Working for myself means I work all hours and each day unless I tell myself I’m not going to. It’s surprisingly easy to work every day. I get to remember and take time off, for my sake – for my family’s sake.

This morning’s roster involved a cancellation, a challenging client, and a do-over. By about four PM I was ready for a rest. I tied my hair back up and slipped into first some loungewear and then into bed with a good murder mystery. Ralph made a fresh pot of coffee and I recovered after a fashion.

About six Nels comes back inside, breathless, smelling of black powder and ozone. “What have you been up to?” I ask. I’m thinking of all those years the children needed so much supervision – gone, poof! – and they are young adults now. As evidenced by the next thing my son says: “I’ve been lighting fireworks – and cleaning up after people,” he tells me as he holds aloft a garbage bag full of the miscellany of this most litter-prone holiday.    

While I rest, Ralph packs up a picnic dinner. We pull out a quilt and grab coats, and drive down to the river. I suppose I love small-town life as we can park only a few feet away from the shore, and walk to find a comfortable spot on the green grass. I can smell sugar in the air from cotton candy, heavy marijuana smoke. Talk is pleasant, no fighting, no loud drunken brawling. My body feels chill and even in a coat I sidle up to the warm chest of my husband, holding myself close to his familiar form. His strong arms and the way he smells, clean like fresh-cut grass and so comforting. I can’t hold anyone in my family for long without my 13 year old slipping in between us. The whole evening the children are holding me close or holding my hand. They are a great comfort to me even as old as they are, they seek out touch as much as they did when they were small.

The big fireworks display, when it launches, regales us with a half hour of successive incredible pyrotechnics. My favorites are the waterfall-like gentle rains, and the little after-crackles of some of the larger multistage blooms. As a family we are held together in complete comfort and intimacy, safe on our little quilt, a soft cotton island in a sea of green grass.

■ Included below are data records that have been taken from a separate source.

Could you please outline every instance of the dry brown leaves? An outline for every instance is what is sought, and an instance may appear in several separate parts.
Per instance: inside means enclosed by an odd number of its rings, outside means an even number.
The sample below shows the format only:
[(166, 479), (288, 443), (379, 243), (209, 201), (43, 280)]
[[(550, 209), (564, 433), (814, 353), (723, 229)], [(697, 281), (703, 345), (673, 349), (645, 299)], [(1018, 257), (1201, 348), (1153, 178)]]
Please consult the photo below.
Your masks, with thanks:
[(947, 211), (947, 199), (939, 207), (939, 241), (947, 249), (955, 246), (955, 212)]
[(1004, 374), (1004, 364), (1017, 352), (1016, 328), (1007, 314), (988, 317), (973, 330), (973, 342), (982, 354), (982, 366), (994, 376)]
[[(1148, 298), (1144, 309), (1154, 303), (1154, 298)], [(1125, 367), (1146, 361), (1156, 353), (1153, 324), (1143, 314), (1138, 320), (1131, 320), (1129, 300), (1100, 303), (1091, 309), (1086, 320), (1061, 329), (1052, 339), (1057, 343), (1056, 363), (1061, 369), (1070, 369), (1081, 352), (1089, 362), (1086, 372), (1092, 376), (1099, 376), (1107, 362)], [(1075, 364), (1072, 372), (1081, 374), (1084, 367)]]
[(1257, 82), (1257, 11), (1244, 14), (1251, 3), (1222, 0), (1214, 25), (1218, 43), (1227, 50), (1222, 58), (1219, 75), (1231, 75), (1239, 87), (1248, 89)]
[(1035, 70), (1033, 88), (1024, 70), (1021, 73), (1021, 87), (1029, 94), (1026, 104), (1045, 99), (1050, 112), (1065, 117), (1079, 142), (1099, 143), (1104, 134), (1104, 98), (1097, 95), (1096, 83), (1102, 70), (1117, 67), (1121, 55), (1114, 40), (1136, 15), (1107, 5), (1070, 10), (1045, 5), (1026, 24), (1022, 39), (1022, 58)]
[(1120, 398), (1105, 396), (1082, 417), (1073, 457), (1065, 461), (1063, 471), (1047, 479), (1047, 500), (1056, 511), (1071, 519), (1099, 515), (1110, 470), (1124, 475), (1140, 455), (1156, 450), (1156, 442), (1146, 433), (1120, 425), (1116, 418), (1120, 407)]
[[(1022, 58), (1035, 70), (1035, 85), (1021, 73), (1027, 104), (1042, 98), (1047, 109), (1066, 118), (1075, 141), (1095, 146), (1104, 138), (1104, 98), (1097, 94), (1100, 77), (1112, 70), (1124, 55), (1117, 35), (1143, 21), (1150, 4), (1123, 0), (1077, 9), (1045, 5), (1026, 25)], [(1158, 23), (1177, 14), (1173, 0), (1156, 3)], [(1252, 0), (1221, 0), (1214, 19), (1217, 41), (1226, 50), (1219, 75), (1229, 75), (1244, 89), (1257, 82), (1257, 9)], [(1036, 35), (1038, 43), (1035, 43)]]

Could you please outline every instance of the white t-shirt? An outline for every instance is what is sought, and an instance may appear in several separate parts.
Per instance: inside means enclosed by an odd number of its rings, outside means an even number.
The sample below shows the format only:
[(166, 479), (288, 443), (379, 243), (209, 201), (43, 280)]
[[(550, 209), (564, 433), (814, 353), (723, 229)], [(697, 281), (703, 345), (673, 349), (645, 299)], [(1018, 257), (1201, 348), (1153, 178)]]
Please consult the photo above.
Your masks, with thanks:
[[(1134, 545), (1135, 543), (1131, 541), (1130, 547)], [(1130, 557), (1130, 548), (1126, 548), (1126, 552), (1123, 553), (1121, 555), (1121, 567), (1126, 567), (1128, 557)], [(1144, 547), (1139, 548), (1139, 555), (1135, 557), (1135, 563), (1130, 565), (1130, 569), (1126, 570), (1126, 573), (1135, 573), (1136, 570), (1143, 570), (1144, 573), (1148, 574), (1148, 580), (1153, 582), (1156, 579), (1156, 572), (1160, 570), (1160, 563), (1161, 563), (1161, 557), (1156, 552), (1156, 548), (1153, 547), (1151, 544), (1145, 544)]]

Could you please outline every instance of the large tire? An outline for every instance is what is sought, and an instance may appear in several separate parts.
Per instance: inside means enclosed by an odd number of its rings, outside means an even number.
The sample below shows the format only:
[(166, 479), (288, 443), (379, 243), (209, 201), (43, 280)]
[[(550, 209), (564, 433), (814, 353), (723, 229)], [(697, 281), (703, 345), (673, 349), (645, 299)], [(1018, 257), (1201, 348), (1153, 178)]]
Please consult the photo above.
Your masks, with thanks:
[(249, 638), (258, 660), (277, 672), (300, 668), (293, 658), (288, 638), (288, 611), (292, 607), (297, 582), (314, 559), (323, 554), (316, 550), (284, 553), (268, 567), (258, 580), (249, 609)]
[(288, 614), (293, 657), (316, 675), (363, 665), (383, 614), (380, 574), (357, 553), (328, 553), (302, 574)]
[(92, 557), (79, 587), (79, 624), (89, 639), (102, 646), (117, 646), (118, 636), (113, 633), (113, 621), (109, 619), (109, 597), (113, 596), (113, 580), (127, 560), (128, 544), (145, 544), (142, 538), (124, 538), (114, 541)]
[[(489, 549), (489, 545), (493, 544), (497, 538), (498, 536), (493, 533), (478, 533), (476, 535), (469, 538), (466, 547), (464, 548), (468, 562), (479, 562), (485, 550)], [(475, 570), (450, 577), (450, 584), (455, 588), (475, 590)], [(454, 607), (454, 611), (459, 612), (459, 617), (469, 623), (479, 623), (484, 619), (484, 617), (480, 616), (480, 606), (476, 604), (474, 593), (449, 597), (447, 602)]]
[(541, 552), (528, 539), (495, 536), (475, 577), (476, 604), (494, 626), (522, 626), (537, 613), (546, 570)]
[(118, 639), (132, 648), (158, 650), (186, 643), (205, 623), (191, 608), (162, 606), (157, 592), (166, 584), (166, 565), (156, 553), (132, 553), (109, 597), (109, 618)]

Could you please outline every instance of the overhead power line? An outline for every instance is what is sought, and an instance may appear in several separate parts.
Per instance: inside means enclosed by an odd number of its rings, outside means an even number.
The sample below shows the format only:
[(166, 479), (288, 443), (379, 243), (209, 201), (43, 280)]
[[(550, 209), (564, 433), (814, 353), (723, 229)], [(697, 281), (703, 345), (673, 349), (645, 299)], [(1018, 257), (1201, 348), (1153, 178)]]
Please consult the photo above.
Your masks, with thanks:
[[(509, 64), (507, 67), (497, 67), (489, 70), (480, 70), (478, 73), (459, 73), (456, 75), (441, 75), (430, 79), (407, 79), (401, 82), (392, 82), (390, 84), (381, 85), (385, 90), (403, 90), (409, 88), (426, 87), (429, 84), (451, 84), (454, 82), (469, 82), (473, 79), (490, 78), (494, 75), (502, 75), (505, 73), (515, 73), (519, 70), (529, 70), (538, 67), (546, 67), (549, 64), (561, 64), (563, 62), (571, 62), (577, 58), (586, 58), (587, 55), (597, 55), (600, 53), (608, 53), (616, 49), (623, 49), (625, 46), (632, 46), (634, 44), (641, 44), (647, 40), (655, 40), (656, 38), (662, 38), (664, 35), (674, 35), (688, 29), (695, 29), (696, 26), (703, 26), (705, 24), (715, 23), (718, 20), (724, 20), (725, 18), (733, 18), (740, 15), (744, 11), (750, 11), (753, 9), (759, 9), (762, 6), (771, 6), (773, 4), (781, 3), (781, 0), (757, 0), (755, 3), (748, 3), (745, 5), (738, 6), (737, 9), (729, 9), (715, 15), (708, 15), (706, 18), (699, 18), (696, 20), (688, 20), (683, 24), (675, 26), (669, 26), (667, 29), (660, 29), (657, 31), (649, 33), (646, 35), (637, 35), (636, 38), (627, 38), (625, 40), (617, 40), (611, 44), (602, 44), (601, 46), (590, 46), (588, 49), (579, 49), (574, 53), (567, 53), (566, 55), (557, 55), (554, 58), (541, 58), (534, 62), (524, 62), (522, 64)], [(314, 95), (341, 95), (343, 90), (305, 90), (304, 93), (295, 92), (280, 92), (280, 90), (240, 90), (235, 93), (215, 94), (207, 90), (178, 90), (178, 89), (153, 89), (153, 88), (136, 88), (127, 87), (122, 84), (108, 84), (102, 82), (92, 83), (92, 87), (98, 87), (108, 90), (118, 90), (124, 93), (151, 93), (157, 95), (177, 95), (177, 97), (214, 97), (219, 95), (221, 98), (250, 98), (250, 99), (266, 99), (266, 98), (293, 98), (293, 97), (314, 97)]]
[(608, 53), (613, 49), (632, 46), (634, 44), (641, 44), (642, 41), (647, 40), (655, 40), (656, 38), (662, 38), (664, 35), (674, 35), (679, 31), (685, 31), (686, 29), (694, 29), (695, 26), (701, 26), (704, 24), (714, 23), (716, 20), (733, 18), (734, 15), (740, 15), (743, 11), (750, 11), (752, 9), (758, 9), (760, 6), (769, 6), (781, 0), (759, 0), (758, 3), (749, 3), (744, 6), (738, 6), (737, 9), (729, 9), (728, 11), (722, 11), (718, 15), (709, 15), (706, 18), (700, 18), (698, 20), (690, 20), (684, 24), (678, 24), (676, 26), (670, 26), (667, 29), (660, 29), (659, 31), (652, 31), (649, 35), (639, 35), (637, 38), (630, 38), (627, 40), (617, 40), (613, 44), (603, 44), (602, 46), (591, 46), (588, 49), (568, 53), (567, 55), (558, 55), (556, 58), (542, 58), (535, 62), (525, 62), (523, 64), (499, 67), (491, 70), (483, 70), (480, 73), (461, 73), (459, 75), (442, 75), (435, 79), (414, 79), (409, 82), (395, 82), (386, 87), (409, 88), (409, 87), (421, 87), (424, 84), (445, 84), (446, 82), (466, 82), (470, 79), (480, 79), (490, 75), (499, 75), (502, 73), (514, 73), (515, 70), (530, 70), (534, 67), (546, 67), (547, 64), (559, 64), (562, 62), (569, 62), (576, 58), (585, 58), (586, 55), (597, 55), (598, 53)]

The drive home is a cautious one, but passes without incident. The celebrations have kicked up in our neighborhood; my cats and dog, however, are calm. The house begins to settle; I can only hear the washing machine and the pop-pop-pop and the pleasant music from my son’s Minecraft game. Time for a hot shower and time to rest, and tomorrow to take up work again, to what end I’m never entirely sure.